Jabil, Catalfo: “Revocati i 190 licenziamenti”

(Teleborsa) – “Grazie alla mediazione che ho condotto insieme ai tecnici del ministero del Lavoro e al sottosegretario al Mise, Alessandra Todde, Jabil ha deciso di revocare i 190 licenziamenti dello stabilimento di Marcianise. Continuerò a seguire la questione assicurandomi che venga garantita ai lavoratori un’adeguata prospettiva occupazionale”. È quanto ha annunciato il ministro del Lavoro, Nunzia Catalfo commentando l’accordo raggiunto tra la multinazionale, i sindacati e i ministeri del Lavoro e dello Sviluppo economico.

“In questi giorni – ha spiegato Catalfo – abbiamo lavorato senza sosta per giungere al miglior accordo possibile per tutti, a cominciare dai lavoratori. Non è stato facile, ma alla fine abbiamo raggiunto l’obiettivo che ci eravamo prefissati. Con le misure ordinarie e straordinarie messe in campo dal mio ministero e dal Mise per fronteggiare l’emergenza coronavirus, i lavoratori di Jabil non solo riceveranno un sostegno al reddito con la cassa integrazione, ma saranno accompagnati in un percorso di ricollocazione verso altre aziende”.

Nel primo punto l’accordo prevede che la Jabil Circuit Italia proceda alla revoca immediata dei licenziamenti intimati nei confronti dei 190 lavoratori, dandone a questi ultimi contestuale comunicazione in azienda. L’azienda ha, inoltre, sottoscritto l’impegno a presentare istanza di concessione della proroga della Cigo per la causale “Covid-19”, per un periodo di 5 settimane, distribuita sull’intera popolazione aziendale. Nel corso del periodo di utilizzo della Cigo, possibilmente entro le prime due settimane, i lavoratori formalizzeranno liberamente il proprio interesse al ricollocamento o ad altra forma di incentivazione all’esodo. Nel corso delle prime e delle successive settimane si procederà quindi ai colloqui, alla formalizzazione dell’offerta lavorativa e quindi al passaggio alle imprese che dovessero dichiararsi interessate. Punto particolarmente caro ai sindacati, nel nuovo rapporto di lavoro, secondo l’accordo, saranno mantenute le condizioni giuridiche ed economiche già applicate all’attuale rapporto di lavoro.

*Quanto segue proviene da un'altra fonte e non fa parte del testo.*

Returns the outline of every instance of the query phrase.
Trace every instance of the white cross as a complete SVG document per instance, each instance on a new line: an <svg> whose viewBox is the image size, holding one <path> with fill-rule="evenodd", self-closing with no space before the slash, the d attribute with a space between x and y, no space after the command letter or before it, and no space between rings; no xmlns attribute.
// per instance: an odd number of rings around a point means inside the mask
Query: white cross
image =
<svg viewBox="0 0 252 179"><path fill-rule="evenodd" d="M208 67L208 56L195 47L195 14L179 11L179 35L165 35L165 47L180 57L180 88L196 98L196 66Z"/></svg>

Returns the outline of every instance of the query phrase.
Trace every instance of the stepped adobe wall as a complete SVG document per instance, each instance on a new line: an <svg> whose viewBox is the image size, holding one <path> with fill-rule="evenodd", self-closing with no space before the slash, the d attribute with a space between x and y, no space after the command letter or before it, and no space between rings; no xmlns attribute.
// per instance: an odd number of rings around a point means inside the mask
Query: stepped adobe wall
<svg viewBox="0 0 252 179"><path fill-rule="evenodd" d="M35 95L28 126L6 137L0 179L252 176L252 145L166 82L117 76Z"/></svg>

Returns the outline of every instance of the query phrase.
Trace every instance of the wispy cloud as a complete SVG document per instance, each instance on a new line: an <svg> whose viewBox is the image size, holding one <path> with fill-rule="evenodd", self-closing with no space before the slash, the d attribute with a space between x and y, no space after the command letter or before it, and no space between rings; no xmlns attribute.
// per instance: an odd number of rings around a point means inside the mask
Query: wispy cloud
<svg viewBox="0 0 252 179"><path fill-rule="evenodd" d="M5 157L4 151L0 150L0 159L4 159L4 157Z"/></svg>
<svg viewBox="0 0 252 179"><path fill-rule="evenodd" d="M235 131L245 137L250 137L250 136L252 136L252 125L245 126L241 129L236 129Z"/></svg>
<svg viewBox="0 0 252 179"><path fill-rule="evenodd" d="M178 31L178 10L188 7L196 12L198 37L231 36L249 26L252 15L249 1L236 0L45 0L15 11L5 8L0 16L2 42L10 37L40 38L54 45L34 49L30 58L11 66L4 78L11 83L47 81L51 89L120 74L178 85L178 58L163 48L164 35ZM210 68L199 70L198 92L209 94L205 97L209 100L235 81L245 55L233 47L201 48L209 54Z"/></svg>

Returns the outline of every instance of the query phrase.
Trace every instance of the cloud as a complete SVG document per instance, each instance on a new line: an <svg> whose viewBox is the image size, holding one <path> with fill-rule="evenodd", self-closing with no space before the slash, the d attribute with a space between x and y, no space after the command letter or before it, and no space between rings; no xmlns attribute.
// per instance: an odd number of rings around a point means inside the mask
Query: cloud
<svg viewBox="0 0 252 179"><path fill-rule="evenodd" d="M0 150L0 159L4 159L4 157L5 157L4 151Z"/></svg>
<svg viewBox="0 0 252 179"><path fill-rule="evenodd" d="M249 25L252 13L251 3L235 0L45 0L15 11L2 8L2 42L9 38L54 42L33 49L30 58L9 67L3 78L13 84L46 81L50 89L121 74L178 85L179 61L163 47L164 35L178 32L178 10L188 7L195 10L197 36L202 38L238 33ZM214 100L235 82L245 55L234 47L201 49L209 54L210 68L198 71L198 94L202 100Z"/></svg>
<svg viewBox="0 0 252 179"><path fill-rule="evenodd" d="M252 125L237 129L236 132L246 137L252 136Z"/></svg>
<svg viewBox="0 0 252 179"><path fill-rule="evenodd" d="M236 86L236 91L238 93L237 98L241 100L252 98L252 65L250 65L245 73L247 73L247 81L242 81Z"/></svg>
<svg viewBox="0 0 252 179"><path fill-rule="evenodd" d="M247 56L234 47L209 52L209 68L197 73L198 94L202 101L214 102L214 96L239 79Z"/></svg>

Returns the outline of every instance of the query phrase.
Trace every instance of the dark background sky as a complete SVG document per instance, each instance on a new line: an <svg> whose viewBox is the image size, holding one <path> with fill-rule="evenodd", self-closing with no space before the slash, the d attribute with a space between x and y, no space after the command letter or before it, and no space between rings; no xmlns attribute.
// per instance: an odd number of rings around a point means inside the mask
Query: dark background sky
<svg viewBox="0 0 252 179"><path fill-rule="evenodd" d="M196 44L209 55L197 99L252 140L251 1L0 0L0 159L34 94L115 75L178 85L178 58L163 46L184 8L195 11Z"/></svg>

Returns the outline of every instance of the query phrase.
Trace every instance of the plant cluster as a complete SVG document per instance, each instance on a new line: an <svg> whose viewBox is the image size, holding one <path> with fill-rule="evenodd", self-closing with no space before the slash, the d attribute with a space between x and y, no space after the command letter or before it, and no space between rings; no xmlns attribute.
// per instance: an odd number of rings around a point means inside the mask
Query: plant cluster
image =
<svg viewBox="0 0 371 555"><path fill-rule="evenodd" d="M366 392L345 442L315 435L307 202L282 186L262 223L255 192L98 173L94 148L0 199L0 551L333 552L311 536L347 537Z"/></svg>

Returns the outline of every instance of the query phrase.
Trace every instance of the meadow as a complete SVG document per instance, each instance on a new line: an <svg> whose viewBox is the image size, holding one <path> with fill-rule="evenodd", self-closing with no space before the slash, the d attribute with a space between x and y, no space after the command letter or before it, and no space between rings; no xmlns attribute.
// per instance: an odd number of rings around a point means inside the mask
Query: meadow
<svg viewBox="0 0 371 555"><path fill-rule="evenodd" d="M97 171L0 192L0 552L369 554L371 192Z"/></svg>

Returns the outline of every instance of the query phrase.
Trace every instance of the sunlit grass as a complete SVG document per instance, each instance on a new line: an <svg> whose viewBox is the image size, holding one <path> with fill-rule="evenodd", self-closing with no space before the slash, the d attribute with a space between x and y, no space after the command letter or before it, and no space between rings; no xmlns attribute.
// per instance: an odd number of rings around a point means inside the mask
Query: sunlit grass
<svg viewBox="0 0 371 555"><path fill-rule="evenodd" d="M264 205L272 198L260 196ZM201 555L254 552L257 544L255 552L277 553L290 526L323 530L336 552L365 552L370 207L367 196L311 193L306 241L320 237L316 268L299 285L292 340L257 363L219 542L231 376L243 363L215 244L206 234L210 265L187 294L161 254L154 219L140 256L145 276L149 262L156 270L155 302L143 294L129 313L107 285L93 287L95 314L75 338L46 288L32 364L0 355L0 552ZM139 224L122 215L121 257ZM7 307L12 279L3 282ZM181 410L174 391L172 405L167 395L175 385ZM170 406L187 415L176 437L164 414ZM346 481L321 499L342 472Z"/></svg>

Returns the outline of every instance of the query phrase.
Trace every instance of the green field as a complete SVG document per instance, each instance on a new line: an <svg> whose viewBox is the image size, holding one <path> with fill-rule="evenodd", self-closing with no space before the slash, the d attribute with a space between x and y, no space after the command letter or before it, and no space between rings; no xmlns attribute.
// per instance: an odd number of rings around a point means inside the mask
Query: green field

Jabil ha confermato, inoltre, la volontà di destinare 30mila euro per incentivi all’esodo. Nel corso della Cigo i lavoratori che avessero già espresso il proprio consenso alla ricollocazione potranno essere temporaneamente distaccati presso il nuovo datore di lavoro con finalità formative, anche a distanza, in attesa della formalizzazione dell’assunzione definitiva, conservando in tale periodo il rapporto di lavoro con Jabil a tutti gli effetti giuridici ed economici. Se a fine giugno non fosse stato raggiunto un numero sufficiente di adesioni al percorso di ricollocazione, le parti, con il supporto del ministero del Lavoro e delle politiche sociali e del ministero dello Sviluppo economico, si impegnano a raggiungere un accordo sindacale per riconoscere percorsi di formazione o altri strumenti disponibili, anche ricorrendo all’accordo di rimodulazione dell’orario di lavoro mediante l’utilizzo del “Fondo Nuove Competenze”, previsto dal decreto Rilancio.

Le misure per favorire il percorso di ricollocazione potranno essere supportate anche mediante l’utilizzo delle risorse del Fondo per la salvaguardia dei livelli occupazionali e la prosecuzione dell’attività d’impresa. Alla scadenza prevista per la vigenza del divieto di licenziamento stabilito dai decreti Cura Italia e Rilancio, “l’azienda si riserva fin d’ora di procedere all’apertura di una nuova procedura di riduzione del personale in esubero di cui al presente accordo, qualora necessaria, con previsione di prosecuzione di sostegno economico con gli istituti di cui sopra”. Jabil conferma il proprio progetto industriale con la presenza nel territorio italiano e nel sito di Marcianise. Se nell’arco dei prossimi mesi si dovessero registrare flessioni nei volumi produttivi (anche derivanti dalla ridotta propensione ai consumi conseguenti alla pandemia), l’azienda ne darà pronta informazione alle organizzazioni sindacali e alle istituzioni coinvolte, al fine di verificare i percorsi possibili, nel rispetto della normativa vigente. Infine, le parti si impegnano fin d’ora a programmare incontri periodici di monitoraggio.